Why does Newsom keep stabbing the progressive Democrats whose support he needs?
Sup. Chris Daly, the lone vote against the budget compromise with Newsom and the removal of revenue measures from the November ballot, noted at the July 27 board meeting how the business community has sabotaged city finances, citing its 2002 lawsuit challenging the gross receipt taxes, which the board settled on a controversial 8-3 vote. "This is a large part of our structural budget deficit," Daly said.
But antitax sentiment has only gotten worse with the current recession and political dysfunction, causing Democrats like Newsom to parrot Republicans' no-new-taxes mantra, much to the chagrin of progressives.
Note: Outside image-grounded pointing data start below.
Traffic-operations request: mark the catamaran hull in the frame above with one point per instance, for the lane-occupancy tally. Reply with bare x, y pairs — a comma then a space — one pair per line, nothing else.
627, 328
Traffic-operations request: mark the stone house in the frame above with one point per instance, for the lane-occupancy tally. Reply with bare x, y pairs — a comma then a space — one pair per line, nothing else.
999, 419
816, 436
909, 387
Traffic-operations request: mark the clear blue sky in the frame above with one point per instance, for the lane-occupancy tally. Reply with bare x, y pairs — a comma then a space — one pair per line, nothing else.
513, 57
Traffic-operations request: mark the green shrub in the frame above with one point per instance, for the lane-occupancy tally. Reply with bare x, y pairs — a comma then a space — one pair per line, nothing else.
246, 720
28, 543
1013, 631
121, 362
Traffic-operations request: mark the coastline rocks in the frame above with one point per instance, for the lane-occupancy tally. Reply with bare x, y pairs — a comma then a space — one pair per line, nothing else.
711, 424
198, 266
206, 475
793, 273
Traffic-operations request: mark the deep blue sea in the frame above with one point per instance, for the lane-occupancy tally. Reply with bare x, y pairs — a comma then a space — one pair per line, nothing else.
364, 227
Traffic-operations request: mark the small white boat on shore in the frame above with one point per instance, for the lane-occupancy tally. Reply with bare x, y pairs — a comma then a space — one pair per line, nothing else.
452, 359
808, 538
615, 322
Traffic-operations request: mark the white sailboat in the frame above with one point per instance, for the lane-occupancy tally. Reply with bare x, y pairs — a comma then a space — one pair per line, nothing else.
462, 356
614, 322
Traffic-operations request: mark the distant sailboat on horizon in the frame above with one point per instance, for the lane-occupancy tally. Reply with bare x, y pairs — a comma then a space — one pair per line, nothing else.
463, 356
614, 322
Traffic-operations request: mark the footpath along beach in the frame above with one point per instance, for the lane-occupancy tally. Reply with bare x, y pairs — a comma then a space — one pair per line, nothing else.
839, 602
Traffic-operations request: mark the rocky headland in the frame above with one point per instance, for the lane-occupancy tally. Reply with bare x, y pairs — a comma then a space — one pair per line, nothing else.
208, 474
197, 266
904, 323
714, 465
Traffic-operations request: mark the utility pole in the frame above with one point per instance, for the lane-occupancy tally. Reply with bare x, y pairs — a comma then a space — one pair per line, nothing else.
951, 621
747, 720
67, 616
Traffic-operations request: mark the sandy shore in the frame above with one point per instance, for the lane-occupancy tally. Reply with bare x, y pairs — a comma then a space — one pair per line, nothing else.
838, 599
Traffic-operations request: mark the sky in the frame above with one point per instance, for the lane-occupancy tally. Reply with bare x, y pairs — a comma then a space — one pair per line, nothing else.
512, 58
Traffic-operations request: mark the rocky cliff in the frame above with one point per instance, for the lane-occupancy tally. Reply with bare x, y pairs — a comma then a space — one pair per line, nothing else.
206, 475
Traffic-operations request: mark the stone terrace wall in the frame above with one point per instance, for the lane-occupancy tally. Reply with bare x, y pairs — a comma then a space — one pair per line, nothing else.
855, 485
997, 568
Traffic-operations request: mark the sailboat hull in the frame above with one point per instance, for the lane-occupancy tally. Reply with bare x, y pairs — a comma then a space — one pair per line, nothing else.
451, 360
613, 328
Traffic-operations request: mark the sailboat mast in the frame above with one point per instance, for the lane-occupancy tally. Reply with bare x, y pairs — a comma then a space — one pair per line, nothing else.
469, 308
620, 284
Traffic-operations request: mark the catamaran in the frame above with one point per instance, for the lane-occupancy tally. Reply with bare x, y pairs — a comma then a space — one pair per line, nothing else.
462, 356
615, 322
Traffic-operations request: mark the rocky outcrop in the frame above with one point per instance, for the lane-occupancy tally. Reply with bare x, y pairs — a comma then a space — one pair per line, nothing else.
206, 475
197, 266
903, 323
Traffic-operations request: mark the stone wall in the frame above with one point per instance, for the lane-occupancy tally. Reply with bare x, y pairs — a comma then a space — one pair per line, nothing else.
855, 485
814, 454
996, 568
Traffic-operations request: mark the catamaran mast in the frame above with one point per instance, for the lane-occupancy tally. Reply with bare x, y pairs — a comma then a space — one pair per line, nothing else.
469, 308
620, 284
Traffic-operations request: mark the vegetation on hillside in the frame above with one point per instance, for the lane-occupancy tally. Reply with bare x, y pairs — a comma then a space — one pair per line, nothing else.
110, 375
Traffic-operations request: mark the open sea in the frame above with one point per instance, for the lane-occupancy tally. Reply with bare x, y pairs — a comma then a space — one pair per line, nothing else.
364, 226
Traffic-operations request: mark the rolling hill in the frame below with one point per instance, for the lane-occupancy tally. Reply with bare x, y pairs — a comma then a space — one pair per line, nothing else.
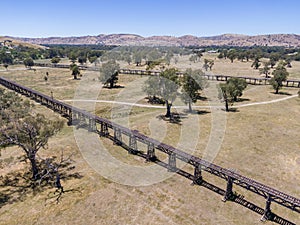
287, 40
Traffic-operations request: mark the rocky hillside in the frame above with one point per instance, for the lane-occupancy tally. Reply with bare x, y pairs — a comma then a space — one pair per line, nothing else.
12, 42
132, 39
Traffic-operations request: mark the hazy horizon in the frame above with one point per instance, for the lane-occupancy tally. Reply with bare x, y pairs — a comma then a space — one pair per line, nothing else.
40, 19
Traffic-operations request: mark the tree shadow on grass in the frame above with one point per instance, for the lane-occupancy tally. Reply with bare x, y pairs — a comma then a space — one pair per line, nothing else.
283, 93
233, 110
243, 100
114, 87
175, 118
197, 112
17, 186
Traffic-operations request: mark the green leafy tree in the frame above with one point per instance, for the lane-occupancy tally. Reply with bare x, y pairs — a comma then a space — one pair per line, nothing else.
20, 127
208, 63
232, 90
28, 62
74, 70
280, 74
55, 60
109, 73
73, 57
193, 58
166, 86
256, 63
232, 54
266, 69
93, 59
82, 59
193, 82
137, 56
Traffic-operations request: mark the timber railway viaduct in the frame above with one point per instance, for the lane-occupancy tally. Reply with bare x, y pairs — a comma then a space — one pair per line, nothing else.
249, 80
107, 128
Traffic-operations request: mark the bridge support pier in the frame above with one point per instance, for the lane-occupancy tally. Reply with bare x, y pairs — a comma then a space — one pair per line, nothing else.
172, 162
70, 119
150, 153
228, 193
117, 136
104, 130
92, 125
132, 145
267, 214
197, 175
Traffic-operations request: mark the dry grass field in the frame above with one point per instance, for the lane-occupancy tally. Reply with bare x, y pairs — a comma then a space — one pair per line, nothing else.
260, 141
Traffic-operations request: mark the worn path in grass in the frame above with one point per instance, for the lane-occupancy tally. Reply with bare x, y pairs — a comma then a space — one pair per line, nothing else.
184, 107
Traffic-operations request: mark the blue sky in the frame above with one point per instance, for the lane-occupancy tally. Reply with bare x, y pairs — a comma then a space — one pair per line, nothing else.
48, 18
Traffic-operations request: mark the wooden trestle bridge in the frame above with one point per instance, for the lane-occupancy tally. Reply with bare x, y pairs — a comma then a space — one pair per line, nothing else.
107, 128
249, 80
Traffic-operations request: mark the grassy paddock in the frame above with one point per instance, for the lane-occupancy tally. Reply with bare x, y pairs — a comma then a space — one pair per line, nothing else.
260, 141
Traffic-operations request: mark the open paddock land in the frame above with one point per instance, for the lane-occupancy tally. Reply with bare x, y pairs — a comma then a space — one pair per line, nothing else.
260, 141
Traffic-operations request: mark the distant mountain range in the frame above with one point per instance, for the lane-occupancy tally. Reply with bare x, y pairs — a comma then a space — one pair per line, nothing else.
287, 40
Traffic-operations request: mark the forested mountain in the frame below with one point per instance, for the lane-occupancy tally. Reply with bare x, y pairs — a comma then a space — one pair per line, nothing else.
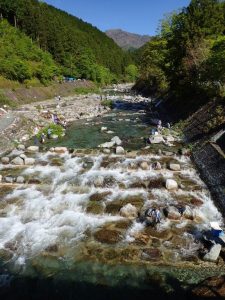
127, 40
21, 60
77, 47
186, 61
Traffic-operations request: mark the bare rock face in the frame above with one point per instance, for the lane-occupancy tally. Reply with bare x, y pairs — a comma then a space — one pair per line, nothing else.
108, 236
33, 149
213, 253
5, 160
17, 161
171, 184
129, 211
144, 166
120, 150
61, 150
174, 167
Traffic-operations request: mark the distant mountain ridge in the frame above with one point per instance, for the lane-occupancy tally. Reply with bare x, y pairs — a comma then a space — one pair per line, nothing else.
127, 40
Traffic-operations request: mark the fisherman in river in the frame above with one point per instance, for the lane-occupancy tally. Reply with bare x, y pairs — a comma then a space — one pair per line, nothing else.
152, 216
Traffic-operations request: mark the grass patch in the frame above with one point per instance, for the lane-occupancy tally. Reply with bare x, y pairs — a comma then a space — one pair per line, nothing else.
87, 90
5, 101
55, 129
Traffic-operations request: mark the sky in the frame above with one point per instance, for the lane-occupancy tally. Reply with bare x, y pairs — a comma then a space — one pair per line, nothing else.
136, 16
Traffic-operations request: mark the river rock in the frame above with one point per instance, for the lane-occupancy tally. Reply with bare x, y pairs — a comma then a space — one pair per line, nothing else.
29, 161
9, 179
21, 147
107, 145
171, 184
144, 166
54, 136
157, 139
120, 150
116, 140
106, 151
5, 160
20, 180
108, 236
129, 211
61, 150
151, 254
156, 166
17, 161
172, 213
213, 253
99, 181
174, 167
170, 139
33, 149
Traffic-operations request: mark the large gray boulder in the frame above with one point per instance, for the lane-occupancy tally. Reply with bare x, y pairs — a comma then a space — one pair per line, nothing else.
171, 184
213, 253
157, 139
116, 140
29, 161
129, 211
33, 149
174, 167
120, 150
20, 180
17, 161
5, 160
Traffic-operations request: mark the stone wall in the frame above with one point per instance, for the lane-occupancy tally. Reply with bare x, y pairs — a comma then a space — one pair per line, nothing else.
210, 161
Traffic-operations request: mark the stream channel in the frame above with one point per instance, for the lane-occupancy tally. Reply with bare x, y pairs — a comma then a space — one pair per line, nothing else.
62, 232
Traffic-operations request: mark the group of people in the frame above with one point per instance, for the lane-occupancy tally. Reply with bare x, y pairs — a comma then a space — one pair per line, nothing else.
153, 216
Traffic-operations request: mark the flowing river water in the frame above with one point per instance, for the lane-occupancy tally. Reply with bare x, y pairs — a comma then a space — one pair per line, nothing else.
62, 232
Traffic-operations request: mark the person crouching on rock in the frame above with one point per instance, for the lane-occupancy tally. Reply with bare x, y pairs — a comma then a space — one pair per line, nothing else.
153, 216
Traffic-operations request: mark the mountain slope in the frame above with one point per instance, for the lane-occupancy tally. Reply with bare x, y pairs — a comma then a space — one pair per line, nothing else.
77, 46
127, 40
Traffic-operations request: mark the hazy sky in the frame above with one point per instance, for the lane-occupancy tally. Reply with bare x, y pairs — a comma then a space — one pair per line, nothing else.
138, 16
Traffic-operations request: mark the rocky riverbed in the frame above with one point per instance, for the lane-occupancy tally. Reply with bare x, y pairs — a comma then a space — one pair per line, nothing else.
79, 214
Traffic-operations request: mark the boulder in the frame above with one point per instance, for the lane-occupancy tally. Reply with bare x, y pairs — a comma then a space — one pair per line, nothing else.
108, 236
144, 165
171, 184
116, 140
61, 150
157, 139
99, 181
174, 167
17, 161
172, 213
21, 147
107, 145
33, 149
129, 211
106, 151
29, 161
213, 253
170, 139
9, 179
156, 166
20, 180
120, 150
5, 160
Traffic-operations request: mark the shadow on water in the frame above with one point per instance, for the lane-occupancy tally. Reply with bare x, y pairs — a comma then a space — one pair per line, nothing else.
47, 289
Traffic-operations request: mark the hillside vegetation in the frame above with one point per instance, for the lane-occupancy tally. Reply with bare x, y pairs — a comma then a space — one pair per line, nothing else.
185, 63
78, 48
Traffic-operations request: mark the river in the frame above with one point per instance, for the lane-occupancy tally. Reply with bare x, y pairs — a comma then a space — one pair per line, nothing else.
72, 228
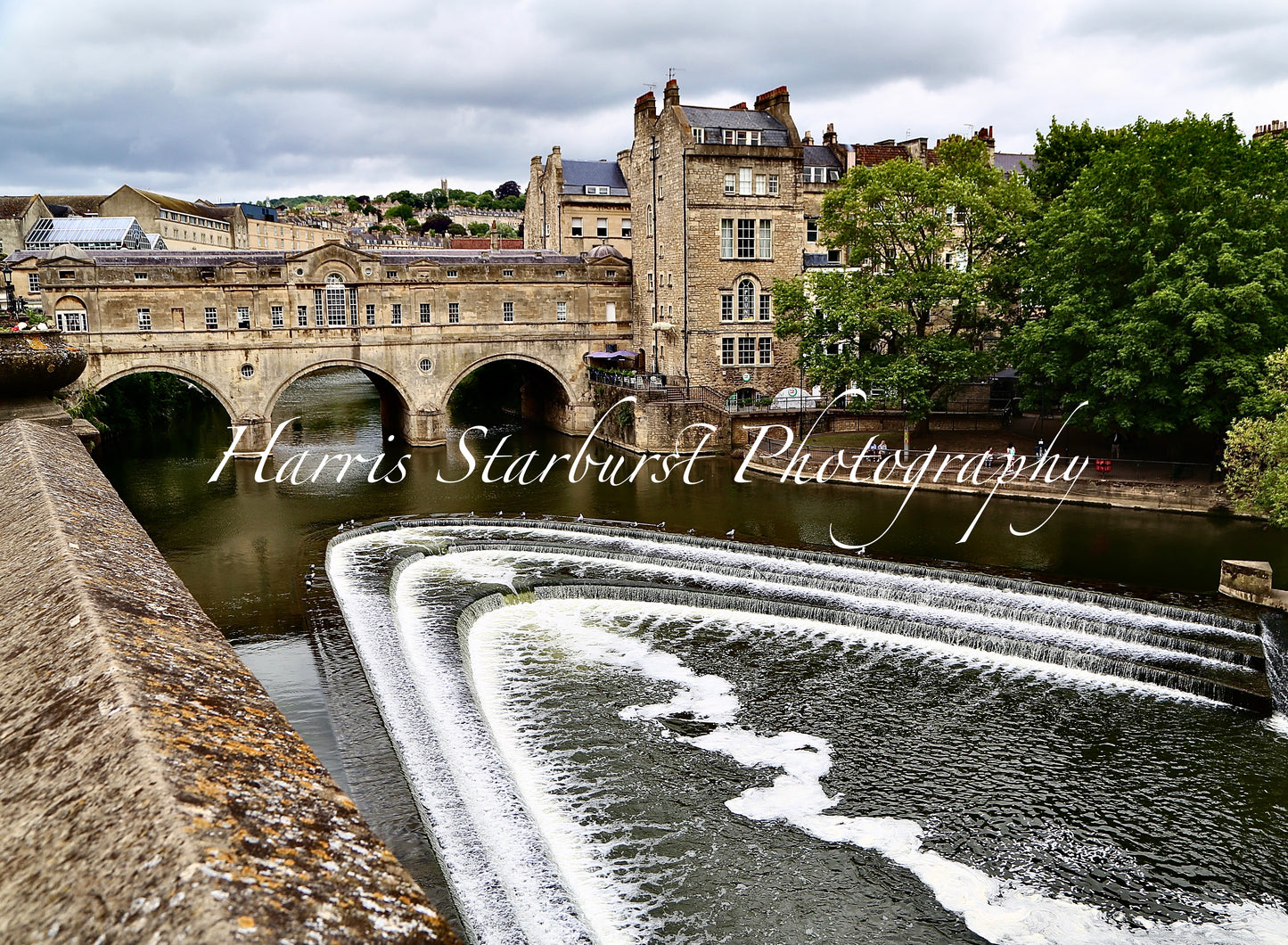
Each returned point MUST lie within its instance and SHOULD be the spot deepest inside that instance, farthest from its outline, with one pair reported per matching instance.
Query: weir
(150, 791)
(452, 617)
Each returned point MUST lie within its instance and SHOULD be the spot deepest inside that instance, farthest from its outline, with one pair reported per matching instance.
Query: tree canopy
(931, 250)
(1155, 284)
(1256, 448)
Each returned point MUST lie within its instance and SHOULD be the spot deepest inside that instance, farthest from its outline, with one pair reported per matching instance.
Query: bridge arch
(394, 400)
(524, 358)
(234, 415)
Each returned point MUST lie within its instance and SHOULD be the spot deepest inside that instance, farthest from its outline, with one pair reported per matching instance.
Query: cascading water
(628, 736)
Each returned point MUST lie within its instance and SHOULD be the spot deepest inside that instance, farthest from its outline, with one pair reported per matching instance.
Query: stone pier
(150, 791)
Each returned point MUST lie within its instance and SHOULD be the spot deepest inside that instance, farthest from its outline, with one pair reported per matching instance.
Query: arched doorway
(339, 398)
(156, 402)
(512, 385)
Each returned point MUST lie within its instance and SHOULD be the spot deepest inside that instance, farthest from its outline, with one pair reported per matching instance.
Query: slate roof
(210, 258)
(773, 132)
(182, 206)
(819, 156)
(872, 155)
(579, 174)
(13, 208)
(1009, 164)
(80, 203)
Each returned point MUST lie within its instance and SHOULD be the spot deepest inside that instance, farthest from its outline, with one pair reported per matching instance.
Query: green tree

"A lot of this is being driven by statewide politics. [Newsom] needs to not have taxes go up but he also needs the support of the labor unions, so we get weird stuff happening in San Francisco," Mandelman said.
The situation has also fed Newsom's animus toward progressives, who have enjoyed more local electoral success than the mayor. Newsom responded in June to the progressive slate winning a majority on the DCCC by placing a measure on the November ballot that would ban local elected officeholders from serving on that body, which includes four progressive supervisors and three supervisorial candidates.
Nonetheless, Newsom then unexpectedly sought a seat on the DCCC, arguing that his lieutenant governor nomination entitled him to an ex officio seat (those held by state and federal elected Democrats) even though the DCCC's legal counsel disagreed. While noting the hypocrisy of the request, Party Chair Aaron Peskin took the high road and proposed to change the bylaws to seat Newsom.
Some progressives privately groused about giving a seat to someone who, as DCCC member Carole Migden said at the meeting, was "picking a fight" with progressives by pushing a measure she called "disrespectful and unconstitutional." But in practice, the episode seems to have hurt Newsom's relations with progressives without really strengthening his political hand.
Newsom ally Scott Wiener — a DCCC member and District 8 supervisorial candidate (who told us he opposes the mayor's DCCC ballot measure) — proposed to amend Peskin's motion to change the bylaws in order to seat Newsom with language that would allow Newsom to continue serving even if he loses his race in November.
That amendment was defeated on a 17-13 vote that illustrated a clear dividing line between the progressive majority and the minority faction of moderates and ex officio members. Even with Newsom and District Attorney Kamala Harris (who was seated as the Democratic nominee for attorney general) being seated — and counting the one absent vote, Sen. Leland Yee, who is expected to sometimes vote with progressives and sometimes with moderates — progressives still hold the majority going into the process of endorsing local candidates and allocating party resources for the fall campaign.
"Presuming that 17 people of that 33-member body all agree on something, then the presence of Mayor Newsom doesn't change anything," Peskin said. He also noted that even if Newsom's measure passed and the progressive supervisors were removed, "the irony is that the chair of the party [Peskin] would appoint their successors."
Also ironic is the political reality that it is Newsom who most needs his party's support right now, while it is progressives who are adopting the most conciliatory tone.
"We should all be working to turn out the vote and help Democrats win," Peskin told us. "I implore our mayor and lieutenant gubernatorial candidate to work with us and get that done."
Yet after Newsom gave a budget-signing speech that included the line, "At the end of the day, it comes down to leadership, stewardship, collaboration, partnership," he told the Guardian that he has no intention of removing or explaining his DCCC ballot measure, saying only, "If the voters support it, then it would be the right thing to do."